Africa, too, is an old name, though not so old as these. We think of Africa now as a "dark continent," the greater part of which has only lately become known to white men, and with a native population of negroes. But for hundreds of years the north of Africa was one of the most civilized parts of the Roman Empire. Before that time part of it had belonged to the Carthaginians, whom the Romans conquered. Africa was a Carthaginian name, and was first used by the Romans as the name of the district round Carthage, and in time it came to be the name of the whole continent.

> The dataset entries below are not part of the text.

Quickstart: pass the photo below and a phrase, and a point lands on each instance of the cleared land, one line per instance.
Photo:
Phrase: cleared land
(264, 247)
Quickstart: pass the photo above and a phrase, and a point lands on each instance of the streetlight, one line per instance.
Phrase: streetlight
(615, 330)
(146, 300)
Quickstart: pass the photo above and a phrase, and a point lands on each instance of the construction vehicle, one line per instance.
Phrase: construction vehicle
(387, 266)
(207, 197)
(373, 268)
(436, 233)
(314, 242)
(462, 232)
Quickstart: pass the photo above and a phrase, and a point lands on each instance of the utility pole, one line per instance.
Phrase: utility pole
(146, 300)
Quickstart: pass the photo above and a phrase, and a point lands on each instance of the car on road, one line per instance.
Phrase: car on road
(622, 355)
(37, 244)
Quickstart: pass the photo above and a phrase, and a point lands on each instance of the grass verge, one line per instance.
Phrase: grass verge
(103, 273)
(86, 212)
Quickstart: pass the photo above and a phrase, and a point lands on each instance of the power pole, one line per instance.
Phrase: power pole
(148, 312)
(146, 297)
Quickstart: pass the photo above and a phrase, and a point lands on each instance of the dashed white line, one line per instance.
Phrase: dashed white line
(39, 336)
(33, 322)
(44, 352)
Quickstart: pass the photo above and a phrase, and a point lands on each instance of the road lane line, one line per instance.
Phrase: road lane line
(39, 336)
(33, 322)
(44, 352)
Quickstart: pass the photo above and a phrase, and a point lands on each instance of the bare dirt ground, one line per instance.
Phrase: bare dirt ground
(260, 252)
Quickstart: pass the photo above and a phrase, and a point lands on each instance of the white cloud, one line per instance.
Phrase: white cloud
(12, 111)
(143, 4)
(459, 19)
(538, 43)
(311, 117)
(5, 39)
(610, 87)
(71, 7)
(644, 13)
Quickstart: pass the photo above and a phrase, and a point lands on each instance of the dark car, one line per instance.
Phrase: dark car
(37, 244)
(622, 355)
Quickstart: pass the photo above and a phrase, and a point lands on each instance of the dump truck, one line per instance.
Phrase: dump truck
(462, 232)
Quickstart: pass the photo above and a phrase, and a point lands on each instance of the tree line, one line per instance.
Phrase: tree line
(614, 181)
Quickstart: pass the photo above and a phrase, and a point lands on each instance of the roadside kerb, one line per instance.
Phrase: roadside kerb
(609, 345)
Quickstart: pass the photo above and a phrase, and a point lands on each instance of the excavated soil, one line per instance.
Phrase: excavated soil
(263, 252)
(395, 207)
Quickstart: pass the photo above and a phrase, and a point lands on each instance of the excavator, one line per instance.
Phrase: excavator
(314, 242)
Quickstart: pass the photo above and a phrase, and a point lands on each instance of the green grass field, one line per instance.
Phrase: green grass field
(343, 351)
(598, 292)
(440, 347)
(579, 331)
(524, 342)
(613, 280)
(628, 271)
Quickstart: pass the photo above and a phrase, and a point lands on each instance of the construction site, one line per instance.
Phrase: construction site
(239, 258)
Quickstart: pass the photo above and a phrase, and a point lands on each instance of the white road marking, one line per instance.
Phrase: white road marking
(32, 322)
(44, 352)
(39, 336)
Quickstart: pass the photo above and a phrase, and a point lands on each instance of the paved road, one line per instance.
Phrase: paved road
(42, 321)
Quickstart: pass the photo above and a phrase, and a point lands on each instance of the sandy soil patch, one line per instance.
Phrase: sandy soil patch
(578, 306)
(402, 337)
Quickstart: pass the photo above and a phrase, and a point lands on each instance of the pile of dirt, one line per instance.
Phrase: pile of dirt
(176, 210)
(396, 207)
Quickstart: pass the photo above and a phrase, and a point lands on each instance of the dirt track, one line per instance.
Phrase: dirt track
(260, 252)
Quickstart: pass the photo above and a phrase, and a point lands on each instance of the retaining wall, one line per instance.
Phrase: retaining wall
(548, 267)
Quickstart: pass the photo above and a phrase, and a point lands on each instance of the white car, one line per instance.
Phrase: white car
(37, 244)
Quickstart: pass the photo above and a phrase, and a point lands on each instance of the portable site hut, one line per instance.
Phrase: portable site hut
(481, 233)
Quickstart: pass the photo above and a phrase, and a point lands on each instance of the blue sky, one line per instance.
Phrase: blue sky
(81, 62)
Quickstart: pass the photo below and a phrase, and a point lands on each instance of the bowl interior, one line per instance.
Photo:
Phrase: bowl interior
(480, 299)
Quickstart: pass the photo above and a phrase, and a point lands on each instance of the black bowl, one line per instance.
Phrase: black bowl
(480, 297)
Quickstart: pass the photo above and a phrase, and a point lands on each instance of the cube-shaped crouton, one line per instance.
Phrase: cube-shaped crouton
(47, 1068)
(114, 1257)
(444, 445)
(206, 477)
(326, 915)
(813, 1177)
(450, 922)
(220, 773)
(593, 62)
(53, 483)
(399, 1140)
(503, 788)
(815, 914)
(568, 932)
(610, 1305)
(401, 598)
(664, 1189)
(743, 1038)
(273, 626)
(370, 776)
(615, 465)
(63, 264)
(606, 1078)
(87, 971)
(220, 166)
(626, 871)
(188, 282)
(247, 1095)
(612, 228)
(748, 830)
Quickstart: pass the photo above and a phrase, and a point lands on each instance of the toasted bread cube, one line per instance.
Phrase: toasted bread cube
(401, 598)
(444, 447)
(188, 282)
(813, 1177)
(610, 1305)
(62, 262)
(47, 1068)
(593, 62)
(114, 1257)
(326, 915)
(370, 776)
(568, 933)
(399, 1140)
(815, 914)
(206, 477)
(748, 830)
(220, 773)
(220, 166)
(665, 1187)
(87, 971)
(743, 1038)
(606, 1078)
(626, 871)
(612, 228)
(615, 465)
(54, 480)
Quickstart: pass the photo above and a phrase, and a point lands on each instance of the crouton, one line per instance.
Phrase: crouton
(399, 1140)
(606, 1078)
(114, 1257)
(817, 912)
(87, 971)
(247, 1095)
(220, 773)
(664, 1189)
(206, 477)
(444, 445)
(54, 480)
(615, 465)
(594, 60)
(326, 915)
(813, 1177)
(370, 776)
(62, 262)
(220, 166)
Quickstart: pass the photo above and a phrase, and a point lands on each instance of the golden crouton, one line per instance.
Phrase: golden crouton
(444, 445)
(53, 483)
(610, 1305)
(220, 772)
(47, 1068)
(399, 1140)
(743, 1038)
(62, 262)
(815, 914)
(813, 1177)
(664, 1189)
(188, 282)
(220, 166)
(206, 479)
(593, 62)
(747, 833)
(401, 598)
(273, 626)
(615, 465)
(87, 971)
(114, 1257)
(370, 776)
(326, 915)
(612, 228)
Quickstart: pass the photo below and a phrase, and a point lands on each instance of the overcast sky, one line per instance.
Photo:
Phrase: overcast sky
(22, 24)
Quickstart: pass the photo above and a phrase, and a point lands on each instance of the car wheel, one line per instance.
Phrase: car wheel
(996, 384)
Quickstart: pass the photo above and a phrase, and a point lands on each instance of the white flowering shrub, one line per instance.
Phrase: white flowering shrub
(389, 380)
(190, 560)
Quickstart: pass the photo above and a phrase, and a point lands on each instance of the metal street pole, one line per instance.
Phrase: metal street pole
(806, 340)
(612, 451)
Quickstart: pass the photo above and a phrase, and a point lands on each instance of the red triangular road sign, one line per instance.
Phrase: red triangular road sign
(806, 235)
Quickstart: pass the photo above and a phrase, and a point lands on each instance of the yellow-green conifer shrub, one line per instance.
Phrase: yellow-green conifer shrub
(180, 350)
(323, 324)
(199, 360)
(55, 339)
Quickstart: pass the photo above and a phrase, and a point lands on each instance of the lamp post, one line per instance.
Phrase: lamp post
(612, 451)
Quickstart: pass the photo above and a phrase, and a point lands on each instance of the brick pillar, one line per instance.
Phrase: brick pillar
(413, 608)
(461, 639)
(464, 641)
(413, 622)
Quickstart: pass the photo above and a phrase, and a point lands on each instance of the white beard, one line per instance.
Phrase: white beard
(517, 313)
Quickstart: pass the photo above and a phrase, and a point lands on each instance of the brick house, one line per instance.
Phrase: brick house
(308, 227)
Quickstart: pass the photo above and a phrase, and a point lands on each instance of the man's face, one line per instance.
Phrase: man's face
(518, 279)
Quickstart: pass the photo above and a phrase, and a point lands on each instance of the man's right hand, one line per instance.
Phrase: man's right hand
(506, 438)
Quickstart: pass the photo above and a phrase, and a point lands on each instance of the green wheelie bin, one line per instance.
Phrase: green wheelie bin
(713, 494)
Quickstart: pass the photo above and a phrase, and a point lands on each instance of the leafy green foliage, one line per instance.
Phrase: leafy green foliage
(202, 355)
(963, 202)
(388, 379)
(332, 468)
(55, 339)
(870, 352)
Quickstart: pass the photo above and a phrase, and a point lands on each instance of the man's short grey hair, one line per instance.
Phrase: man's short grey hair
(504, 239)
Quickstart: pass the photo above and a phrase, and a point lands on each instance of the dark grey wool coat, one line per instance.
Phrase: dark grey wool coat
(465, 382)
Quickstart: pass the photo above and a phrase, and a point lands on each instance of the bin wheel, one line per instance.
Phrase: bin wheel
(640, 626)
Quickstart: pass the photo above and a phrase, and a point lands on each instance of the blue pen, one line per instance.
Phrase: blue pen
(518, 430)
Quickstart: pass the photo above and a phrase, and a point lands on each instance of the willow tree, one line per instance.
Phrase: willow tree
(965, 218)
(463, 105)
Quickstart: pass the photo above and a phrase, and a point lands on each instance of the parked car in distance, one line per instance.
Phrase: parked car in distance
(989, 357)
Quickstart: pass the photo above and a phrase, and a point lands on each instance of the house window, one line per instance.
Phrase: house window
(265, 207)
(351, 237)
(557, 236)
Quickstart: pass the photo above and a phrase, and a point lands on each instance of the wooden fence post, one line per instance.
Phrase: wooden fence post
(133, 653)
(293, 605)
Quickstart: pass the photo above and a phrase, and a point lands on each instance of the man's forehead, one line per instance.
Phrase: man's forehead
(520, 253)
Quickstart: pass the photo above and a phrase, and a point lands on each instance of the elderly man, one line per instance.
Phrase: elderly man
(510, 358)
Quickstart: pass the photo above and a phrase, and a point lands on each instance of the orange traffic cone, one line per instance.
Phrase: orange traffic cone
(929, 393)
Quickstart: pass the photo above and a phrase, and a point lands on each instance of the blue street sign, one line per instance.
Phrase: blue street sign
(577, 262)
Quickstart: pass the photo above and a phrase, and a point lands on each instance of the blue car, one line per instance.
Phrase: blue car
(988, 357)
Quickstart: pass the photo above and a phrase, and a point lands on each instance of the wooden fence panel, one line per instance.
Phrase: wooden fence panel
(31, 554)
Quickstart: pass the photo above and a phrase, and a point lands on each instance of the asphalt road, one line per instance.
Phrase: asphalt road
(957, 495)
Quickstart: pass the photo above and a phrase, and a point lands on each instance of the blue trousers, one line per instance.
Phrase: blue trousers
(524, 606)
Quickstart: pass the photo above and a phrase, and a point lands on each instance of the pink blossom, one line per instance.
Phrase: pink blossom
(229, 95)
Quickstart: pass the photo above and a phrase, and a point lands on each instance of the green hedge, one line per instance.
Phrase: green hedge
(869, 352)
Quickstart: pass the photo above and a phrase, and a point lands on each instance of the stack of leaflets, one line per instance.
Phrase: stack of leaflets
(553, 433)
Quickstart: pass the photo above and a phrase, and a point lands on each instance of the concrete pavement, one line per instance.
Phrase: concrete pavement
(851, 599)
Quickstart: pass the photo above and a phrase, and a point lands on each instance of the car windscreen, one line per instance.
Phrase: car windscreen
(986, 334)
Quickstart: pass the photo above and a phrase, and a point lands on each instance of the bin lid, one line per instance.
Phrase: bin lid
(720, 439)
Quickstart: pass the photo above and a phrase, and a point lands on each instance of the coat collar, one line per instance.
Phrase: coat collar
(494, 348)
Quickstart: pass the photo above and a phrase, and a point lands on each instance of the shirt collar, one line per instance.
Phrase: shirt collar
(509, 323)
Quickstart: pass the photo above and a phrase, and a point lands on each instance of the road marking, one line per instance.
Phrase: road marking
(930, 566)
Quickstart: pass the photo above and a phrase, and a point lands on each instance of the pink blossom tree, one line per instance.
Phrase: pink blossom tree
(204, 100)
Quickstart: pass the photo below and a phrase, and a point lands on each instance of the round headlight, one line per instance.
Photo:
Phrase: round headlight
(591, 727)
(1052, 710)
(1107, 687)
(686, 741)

America got its name in quite a different way. It was not until the fifteenth century that this great continent was discovered, and then it took its name, not from the brave Spaniard, Christopher Columbus, who first sailed across the "Sea of Darkness" to find it, but from Amerigo Vespucci, the man who first landed on the mainland.

Australia got its name, which means "land of the south," from Portuguese and Spanish sailors, who reached its western coasts early in the sixteenth century. They never went inland, or made any settlements, but in the queer, inaccurate maps which early geographers made, they put down a Terra Australis, or "southern land," and later, when Englishmen did at last explore and colonize the continent, they kept this name Australia. This Latin name reminds us of the fact that Latin was in the Middle Ages the language used by all scholars in their writings, and names on maps were written in Latin too, and so a great modern continent like Australia came to have an old Latin name.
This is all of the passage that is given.